Turkey: Flat Policy Rate, Wider Corridor Expected

Citing COVID-19-related uncertainty, the Central Bank of Turkey has relied on liquidity measures to tighten its stance rather than a direct rate hike. At the September MPC, we see the possibility of a wider corridor with at least a 75bp increase in the overnight lending rate and late liquidity window rate, given financial and price stability concerns.

CBT Funding (Rates in %, Funding in TRY billion)


The CBT has raised its effective cost of funding rate with FX moves since early August, while it has kept the policy rate (1-week repo rate) unchanged at 8.25%. At the September MPC, the bank will likely continue tightening with liquidity measures and could make an adjustment in the corridor scheme, including hiking the overnight lending rate and late liquidity window rates by 75 basis points or more to gain room to manoeuvre in the current setup towards at least 10.5% and 12.0%, respectively.

Given elevated inflation, weak capital flows, residents’ FX demand, and still high credit growth, there have been some moves by the CBT and Banking Regulation and Supervision Authority towards normalisation in recent months from the supportive policies being implemented since the breakout of pandemic.

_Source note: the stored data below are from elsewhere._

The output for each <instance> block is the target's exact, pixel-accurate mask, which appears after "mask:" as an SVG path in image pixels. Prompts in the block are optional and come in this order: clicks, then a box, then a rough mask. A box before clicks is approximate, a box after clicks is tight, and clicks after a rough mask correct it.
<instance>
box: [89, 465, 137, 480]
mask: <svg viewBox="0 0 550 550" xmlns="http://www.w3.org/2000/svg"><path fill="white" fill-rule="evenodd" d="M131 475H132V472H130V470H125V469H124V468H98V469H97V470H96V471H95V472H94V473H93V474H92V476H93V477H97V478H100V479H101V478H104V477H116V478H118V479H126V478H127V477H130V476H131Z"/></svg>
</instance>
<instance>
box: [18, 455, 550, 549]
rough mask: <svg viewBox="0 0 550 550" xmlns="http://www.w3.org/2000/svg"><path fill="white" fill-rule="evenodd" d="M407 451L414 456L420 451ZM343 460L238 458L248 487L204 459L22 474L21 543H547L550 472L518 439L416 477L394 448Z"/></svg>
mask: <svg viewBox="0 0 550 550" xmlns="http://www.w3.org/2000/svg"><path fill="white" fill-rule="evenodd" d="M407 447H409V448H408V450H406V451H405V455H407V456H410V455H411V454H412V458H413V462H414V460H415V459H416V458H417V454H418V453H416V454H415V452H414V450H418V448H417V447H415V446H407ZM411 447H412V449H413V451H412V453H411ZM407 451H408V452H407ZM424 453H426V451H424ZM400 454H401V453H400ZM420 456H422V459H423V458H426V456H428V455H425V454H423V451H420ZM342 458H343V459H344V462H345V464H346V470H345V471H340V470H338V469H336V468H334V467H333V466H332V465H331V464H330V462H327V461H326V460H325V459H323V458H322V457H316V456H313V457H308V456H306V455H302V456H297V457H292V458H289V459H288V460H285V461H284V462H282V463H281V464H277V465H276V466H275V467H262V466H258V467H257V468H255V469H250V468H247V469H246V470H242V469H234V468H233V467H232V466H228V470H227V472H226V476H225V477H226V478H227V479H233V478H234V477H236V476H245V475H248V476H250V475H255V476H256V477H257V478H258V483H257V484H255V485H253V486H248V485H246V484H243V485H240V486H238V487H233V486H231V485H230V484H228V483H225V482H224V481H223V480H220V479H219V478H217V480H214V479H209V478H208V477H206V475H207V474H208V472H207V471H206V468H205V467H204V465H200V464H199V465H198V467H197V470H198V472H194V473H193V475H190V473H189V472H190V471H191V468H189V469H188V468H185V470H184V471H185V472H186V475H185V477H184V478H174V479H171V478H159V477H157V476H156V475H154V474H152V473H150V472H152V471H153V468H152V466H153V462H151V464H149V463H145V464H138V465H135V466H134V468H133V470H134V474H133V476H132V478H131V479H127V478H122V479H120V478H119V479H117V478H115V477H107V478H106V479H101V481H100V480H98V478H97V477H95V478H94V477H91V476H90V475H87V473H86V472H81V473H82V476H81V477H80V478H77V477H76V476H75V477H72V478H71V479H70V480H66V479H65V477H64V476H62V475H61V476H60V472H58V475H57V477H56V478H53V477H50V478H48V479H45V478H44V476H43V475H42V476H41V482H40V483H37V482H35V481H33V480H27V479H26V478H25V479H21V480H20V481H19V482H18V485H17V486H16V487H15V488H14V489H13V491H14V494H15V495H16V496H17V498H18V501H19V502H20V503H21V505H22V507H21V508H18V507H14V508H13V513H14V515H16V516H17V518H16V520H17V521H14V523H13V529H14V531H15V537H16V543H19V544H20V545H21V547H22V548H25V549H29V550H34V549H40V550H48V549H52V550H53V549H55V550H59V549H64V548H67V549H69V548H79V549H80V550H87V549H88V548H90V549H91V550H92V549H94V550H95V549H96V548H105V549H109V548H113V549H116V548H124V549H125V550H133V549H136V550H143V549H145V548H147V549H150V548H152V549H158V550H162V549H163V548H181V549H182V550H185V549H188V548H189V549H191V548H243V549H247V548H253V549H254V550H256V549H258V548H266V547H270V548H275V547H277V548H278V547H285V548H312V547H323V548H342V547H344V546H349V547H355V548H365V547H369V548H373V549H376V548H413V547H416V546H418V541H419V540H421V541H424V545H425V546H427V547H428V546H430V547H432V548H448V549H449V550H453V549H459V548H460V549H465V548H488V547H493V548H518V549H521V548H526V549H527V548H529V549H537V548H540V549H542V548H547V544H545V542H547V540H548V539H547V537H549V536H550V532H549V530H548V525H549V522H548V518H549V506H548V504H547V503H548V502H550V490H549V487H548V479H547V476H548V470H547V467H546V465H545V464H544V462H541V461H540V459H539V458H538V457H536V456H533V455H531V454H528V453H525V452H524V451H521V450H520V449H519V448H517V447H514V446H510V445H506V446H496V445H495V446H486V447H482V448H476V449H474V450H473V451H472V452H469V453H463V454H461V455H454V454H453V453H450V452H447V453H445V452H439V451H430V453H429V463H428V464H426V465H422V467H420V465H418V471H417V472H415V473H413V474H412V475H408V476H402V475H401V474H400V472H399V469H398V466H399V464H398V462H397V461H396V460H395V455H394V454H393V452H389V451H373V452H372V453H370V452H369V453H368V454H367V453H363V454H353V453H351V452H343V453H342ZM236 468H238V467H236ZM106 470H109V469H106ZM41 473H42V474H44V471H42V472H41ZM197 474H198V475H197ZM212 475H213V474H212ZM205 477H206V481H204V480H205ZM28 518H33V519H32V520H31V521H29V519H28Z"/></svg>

Accordingly, following the finalisation of the long rate cut cycle in June, the CBT made adjustments in the reserve requirement framework and started tightening via a change in the funding composition by hiking the effective cost of funding by more than 300bp, to 10.6% currently.

On the inflation front, exchange rate developments and elevated services inflation being highly sticky at current levels point to continuing challenges for disinflation, despite the supportive impact of weak domestic demand. The annual figure has remained elevated at 11.8% in August, while inflation expectations continued on an upward path, with 12M and 24M expectations standing at 10.15% and 8.86%, respectively, as of September. The effective cost of funding, on the other hand, in comparison to the actual cost and inflation remains low, contributing to pressure on the exchange rate and supporting the need for further tightening.